Health & Medical Heart Diseases

Pacemaker Study Stopped for Safety

Pacemaker Study Stopped for Safety

Pacemaker Study Stopped for Safety


Patients with Implanted Defibrillators Should Have Older-Style Pacemaker

Dec. 20, 2002 -- Most heart patients who receive implantable defibrillators now also have their heart rhythms regulated with a pacemaker, but a new study finds that depending on the type of pacemaker, it might cause a worse effect on the heart with increased hospitalization, worsening heart failure, and death.

While no one questions the value of defibrillators like the one Vice President Dick Cheney received last year for patients with dangerously fast heart rhythms, the new research suggests that pacing the rhythm of two chambers of the heart instead of one is not needed in the vast majority of patients.

Researchers at the Cleveland Clinic stopped their study of these newer dual-chamber pacemaker-defibrillators early after determining that patients were dying much faster than those with the older single-chamber pacemakers. This newer type of pacemaker stimulates both chambers of the heart to not only fill the heart but pump blood out. A single-chamber pacemaker only stimulates the chamber that pumps blood out.

Their findings are published in the Dec. 25 issue of the Journal of the American Medical Association.

The study's lead researcher says patients who have the newer dual-chamber pacemaker-defibrillators should talk to their doctor about reprogramming the device so that the pacemaker function does not stimulate both chambers.

Bruce Wilkoff, MD, tells WebMD that fewer than 20% of patients who need defibrillators for irregular heart rhythms actually need pacemakers, which are primarily used to treat patients with slow heartbeats.
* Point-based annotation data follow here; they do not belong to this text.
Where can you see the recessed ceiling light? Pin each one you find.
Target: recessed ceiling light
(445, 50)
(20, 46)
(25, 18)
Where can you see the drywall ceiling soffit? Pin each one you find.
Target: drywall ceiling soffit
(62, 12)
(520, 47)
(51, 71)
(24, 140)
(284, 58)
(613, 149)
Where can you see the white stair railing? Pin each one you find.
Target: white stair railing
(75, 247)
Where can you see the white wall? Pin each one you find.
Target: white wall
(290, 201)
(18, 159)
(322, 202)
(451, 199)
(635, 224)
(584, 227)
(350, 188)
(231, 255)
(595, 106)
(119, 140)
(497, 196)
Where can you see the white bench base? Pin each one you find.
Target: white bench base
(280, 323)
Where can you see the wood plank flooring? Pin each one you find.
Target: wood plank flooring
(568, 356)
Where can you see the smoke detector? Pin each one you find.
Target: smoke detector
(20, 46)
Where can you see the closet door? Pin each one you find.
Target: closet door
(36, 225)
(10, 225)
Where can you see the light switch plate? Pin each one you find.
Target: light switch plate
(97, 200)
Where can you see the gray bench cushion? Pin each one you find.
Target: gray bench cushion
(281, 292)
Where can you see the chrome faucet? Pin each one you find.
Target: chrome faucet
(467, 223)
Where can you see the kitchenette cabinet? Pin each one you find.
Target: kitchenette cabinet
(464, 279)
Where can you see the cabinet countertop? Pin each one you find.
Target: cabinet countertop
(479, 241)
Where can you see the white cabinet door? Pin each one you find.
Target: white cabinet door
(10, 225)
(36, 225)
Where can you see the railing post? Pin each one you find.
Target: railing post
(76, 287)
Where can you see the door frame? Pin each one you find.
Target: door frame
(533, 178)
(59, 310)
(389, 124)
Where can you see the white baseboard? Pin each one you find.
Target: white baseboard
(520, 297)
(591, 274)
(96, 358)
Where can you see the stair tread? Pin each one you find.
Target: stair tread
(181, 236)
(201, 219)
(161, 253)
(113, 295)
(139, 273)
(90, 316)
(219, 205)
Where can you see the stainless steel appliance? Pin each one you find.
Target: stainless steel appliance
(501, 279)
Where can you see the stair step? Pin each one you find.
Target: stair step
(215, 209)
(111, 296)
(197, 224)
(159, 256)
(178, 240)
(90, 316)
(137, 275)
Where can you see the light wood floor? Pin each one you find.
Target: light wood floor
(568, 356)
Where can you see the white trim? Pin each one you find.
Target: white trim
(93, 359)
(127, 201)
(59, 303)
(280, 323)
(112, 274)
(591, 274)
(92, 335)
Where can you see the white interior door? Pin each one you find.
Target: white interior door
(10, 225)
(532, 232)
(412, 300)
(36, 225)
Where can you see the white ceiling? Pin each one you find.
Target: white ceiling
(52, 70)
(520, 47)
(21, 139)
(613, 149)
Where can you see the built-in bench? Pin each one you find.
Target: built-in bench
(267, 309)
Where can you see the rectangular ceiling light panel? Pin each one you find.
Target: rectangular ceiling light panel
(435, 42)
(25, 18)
Defibrillators sense abnormal heart rhythms and deliver an electric shock when such rhythms are determined to be dangerous. Dual-chamber pacemakers supply electrical impulses to both the upper and lower chambers of the heart.

"This year there were between 80,000 and 100,000 defibrillators implanted worldwide, and up to three-fourths of them were the dual-chamber devices and most are being programmed to the dual-pacing mode," he says.
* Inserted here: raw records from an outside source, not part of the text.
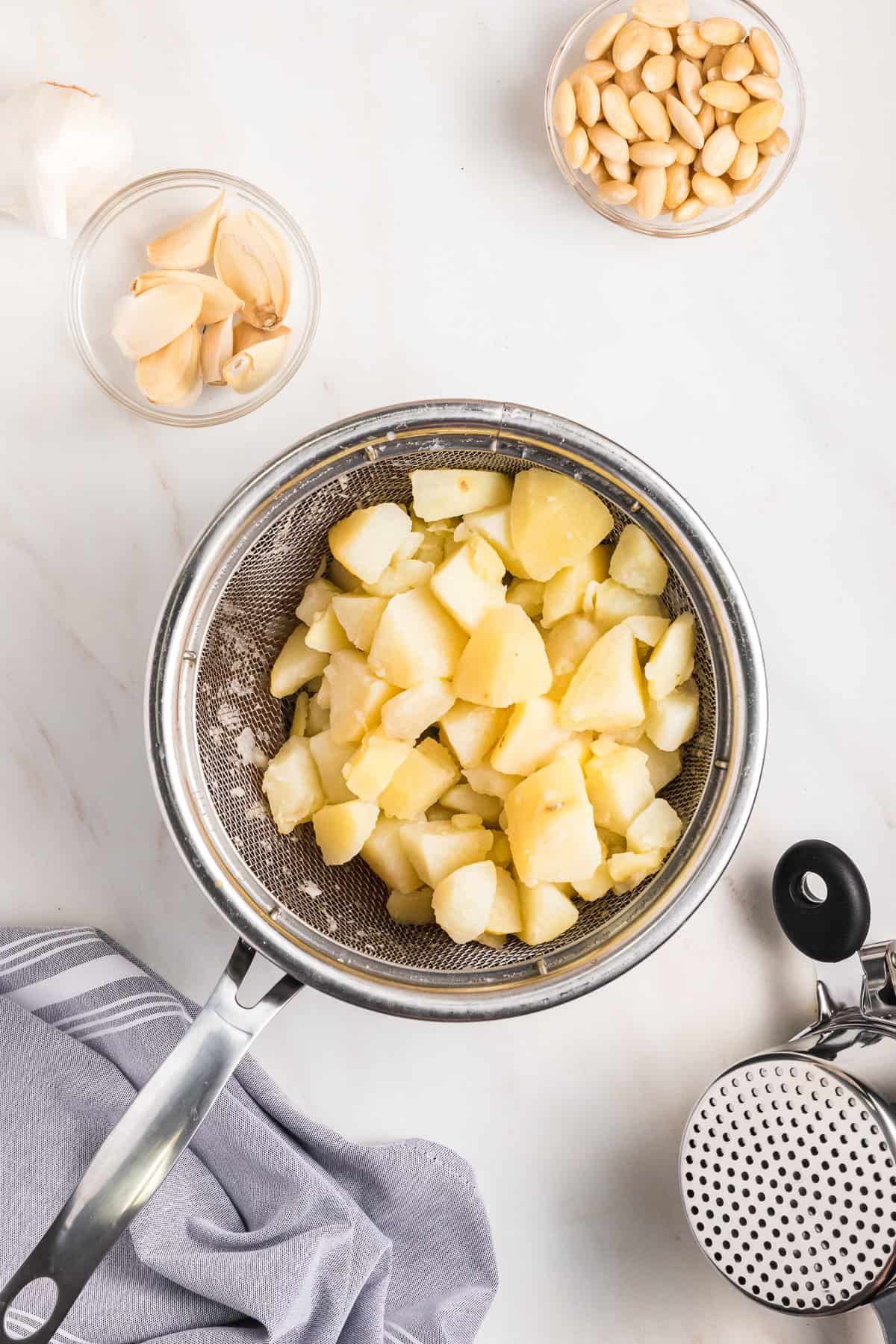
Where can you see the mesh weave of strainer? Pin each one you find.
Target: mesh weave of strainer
(254, 615)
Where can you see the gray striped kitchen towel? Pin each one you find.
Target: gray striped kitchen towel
(270, 1226)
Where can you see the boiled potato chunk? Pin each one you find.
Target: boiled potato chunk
(356, 695)
(411, 906)
(464, 900)
(505, 914)
(504, 660)
(472, 730)
(437, 848)
(554, 522)
(415, 640)
(657, 827)
(415, 785)
(469, 584)
(341, 828)
(292, 785)
(547, 913)
(448, 494)
(564, 593)
(373, 766)
(672, 660)
(296, 665)
(386, 855)
(608, 687)
(618, 784)
(638, 564)
(410, 712)
(367, 539)
(532, 732)
(673, 719)
(551, 826)
(359, 615)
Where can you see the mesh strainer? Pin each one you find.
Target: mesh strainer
(226, 617)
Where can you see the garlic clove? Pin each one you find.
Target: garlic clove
(247, 264)
(217, 349)
(191, 242)
(146, 323)
(168, 376)
(246, 335)
(218, 300)
(255, 364)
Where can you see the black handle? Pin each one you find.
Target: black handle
(828, 920)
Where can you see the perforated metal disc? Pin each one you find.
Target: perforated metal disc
(788, 1179)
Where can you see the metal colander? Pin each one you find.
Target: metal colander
(211, 712)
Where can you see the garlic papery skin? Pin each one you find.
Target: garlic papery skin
(60, 151)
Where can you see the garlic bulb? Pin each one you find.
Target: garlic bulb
(60, 148)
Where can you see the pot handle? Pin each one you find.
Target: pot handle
(821, 900)
(143, 1147)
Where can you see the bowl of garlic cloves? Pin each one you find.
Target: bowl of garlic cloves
(193, 297)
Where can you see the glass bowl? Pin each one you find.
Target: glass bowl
(111, 250)
(571, 54)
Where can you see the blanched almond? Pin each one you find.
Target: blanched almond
(603, 35)
(759, 121)
(763, 50)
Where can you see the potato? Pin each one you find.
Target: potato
(551, 826)
(316, 598)
(554, 522)
(494, 526)
(292, 785)
(606, 690)
(462, 902)
(638, 564)
(564, 593)
(373, 766)
(410, 712)
(411, 906)
(532, 732)
(472, 730)
(417, 640)
(367, 539)
(296, 665)
(386, 855)
(461, 797)
(657, 827)
(505, 914)
(435, 848)
(448, 494)
(469, 584)
(672, 660)
(504, 660)
(673, 719)
(415, 785)
(341, 828)
(359, 615)
(546, 912)
(618, 784)
(331, 759)
(356, 695)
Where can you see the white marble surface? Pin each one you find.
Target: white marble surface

The Cleveland Clinic study included 506 patients with heart disease or previous heart attacks who received the dual-chamber defibrillator-pacemakers. Half were programmed to stimulate the heart to pump at a rate of 70 beats per minute, and the other were programmed to have the pacemaker activated if the pumping capacity of the heart fell below 40 beats per minute, similar to a backup system for the pumping function of the heart should it fail.